Alternatives to Blue Streak did begin to emerge soon after development had begun. These were the Polaris submarine launched missile, and an air-launched missile code named WS138A, later to be known as Skybolt.
Polaris was a system developed by the US Navy. It used solid propellant motors, and the early versions had limited range and payload. However, a decision had been taken by the US Navy that since warheads would become much lighter as their design improved, the range/payload problem would be much less pressing by the time of deployment (warhead design in the US was considerably in advance of that in the UK).
Britain’s first nuclear submarine was HMS Dreadnought, made possible once the US Navy had provided a design for a lightweight reactor. Since then there had been close co-operation between the two services, and Admiral Arleigh Burke, in charge of the programme in the US, was eager for the Royal Navy to acquire the Polaris system.

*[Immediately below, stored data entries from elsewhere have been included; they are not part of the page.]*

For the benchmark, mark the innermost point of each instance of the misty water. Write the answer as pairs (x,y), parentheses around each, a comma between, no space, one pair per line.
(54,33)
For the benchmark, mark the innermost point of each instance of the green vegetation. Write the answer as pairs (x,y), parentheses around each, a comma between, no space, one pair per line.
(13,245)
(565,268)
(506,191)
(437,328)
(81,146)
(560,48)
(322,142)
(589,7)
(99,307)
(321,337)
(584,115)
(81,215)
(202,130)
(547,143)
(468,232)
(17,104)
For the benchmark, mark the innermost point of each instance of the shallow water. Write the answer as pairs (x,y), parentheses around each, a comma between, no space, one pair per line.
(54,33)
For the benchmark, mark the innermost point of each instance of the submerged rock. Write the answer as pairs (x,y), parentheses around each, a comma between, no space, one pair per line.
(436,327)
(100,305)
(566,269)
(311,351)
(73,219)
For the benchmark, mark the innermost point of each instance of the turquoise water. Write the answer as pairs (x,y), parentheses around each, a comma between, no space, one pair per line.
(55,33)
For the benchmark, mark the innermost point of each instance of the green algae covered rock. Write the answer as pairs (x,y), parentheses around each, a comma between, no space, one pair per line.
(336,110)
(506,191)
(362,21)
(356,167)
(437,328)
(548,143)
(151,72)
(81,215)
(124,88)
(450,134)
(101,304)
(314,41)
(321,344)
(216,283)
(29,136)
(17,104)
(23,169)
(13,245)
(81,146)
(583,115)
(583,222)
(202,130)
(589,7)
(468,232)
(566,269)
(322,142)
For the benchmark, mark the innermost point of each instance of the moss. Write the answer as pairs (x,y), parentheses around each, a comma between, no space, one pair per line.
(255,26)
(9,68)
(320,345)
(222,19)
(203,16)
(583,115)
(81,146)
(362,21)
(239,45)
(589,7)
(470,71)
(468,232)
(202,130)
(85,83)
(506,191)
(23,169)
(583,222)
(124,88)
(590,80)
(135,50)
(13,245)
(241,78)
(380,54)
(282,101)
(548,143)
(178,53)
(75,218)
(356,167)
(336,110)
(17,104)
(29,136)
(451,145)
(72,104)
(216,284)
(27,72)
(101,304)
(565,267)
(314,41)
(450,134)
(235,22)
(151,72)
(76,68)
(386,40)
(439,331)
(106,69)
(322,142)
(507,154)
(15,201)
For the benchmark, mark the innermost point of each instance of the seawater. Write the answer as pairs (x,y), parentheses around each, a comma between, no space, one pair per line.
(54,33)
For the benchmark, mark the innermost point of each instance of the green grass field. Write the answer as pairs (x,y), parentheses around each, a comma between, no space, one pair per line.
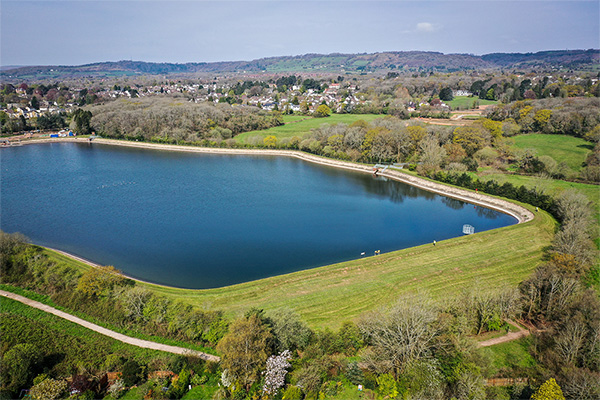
(465,102)
(329,295)
(552,186)
(510,356)
(571,150)
(24,324)
(303,127)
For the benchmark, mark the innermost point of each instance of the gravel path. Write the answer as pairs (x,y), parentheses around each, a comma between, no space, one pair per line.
(107,332)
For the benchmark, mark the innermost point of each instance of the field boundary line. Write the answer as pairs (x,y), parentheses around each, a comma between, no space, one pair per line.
(107,332)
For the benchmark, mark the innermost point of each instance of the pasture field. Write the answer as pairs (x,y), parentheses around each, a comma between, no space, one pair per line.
(329,295)
(65,326)
(23,324)
(571,150)
(304,126)
(510,356)
(552,186)
(466,102)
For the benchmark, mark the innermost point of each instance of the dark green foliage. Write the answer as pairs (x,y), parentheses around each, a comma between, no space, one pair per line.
(446,94)
(27,266)
(354,373)
(508,190)
(82,119)
(132,373)
(19,365)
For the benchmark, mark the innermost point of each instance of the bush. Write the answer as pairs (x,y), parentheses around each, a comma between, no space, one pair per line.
(292,393)
(132,373)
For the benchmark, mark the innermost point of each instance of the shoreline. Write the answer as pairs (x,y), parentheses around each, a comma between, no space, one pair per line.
(521,214)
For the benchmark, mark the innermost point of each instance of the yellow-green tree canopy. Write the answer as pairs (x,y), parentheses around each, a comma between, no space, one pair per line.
(548,391)
(97,281)
(244,350)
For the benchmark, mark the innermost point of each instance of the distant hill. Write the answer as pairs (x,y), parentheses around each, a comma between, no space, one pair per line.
(376,62)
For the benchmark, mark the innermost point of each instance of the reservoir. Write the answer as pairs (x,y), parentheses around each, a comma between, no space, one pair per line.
(197,220)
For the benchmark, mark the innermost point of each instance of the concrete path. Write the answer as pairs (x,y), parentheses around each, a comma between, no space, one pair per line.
(107,332)
(506,338)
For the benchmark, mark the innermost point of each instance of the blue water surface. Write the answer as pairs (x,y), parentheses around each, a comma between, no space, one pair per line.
(201,221)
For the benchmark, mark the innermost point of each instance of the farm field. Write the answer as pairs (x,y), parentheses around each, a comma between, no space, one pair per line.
(303,127)
(571,150)
(47,331)
(329,295)
(466,102)
(553,186)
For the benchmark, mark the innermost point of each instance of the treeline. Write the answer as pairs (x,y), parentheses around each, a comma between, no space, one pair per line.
(430,149)
(105,294)
(412,349)
(575,117)
(173,120)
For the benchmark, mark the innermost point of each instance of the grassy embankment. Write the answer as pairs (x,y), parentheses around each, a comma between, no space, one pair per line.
(571,150)
(330,295)
(466,102)
(303,126)
(24,324)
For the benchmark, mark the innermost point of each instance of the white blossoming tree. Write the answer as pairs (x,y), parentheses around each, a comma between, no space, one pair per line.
(276,370)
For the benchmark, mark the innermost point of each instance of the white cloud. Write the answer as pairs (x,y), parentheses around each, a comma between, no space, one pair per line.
(426,27)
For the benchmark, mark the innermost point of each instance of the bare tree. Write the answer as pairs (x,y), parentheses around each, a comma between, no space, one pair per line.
(399,335)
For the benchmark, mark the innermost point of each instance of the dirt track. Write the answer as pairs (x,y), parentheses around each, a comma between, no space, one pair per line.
(107,332)
(506,338)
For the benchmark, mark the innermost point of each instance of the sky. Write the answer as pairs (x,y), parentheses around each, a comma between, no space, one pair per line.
(61,32)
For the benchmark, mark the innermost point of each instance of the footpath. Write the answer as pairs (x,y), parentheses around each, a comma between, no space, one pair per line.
(506,338)
(107,332)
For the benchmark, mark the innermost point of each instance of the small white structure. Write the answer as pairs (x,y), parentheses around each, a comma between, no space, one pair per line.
(468,229)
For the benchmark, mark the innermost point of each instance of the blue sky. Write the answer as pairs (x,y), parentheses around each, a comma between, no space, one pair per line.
(77,32)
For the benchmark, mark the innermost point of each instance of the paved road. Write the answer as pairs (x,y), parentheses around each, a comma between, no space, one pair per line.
(107,332)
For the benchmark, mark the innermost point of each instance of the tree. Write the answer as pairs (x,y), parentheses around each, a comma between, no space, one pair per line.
(322,111)
(548,391)
(18,365)
(132,373)
(290,332)
(244,350)
(48,389)
(399,335)
(98,281)
(82,120)
(35,103)
(276,371)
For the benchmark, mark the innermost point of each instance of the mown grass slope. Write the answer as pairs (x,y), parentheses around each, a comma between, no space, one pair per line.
(464,102)
(330,295)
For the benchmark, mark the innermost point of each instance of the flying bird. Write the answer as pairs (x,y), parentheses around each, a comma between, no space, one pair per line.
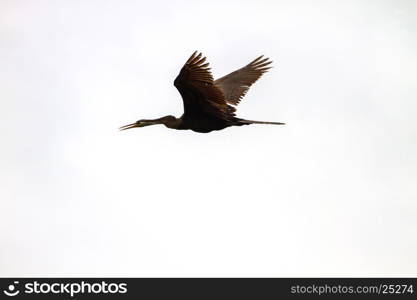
(209,104)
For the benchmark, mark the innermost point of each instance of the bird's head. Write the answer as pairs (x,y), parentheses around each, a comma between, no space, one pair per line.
(167,120)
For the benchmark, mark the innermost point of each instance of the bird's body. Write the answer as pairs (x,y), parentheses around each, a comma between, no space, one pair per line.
(208,104)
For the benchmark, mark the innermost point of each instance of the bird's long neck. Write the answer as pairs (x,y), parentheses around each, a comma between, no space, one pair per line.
(168,121)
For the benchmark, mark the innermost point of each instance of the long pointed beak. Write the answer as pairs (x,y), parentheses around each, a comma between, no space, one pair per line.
(129,126)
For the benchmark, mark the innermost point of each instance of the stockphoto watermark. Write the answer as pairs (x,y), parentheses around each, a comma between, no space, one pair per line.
(70,288)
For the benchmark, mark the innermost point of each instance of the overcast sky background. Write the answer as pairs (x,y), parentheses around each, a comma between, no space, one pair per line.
(332,193)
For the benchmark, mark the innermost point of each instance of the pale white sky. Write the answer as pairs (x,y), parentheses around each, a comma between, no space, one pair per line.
(333,193)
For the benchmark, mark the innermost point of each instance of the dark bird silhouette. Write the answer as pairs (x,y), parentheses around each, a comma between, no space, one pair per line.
(208,103)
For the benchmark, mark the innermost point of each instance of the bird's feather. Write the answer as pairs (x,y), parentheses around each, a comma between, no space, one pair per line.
(236,84)
(200,95)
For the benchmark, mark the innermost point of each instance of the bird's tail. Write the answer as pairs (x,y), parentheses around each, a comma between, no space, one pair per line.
(248,122)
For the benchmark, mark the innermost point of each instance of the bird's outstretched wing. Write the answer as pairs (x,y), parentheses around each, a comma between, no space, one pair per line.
(199,93)
(236,84)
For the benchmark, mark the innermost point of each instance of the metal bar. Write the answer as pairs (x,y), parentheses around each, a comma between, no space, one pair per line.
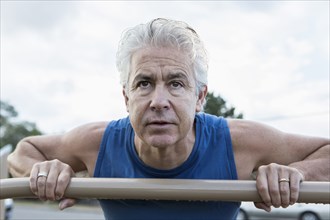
(164,189)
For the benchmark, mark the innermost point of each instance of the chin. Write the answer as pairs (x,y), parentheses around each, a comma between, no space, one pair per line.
(161,142)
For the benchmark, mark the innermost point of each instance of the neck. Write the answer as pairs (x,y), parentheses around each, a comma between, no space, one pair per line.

The problem was that Polaris was not particularly attractive to Whitehall. It would mean building quite a number of nuclear submarines (certainly more than the five, later reduced to four, planned after the Nassau agreement) and buying the missiles from America – providing America was prepared to sell them. Such an arrangement did not appear to be cheaper than Blue Streak, it would have taken just as long to get the submarines into service, it would mean spending valuable dollars on the missiles, and it would also appear to reduce Britain’s independence as a nuclear power. Certain factions in the Admiralty had rather different views.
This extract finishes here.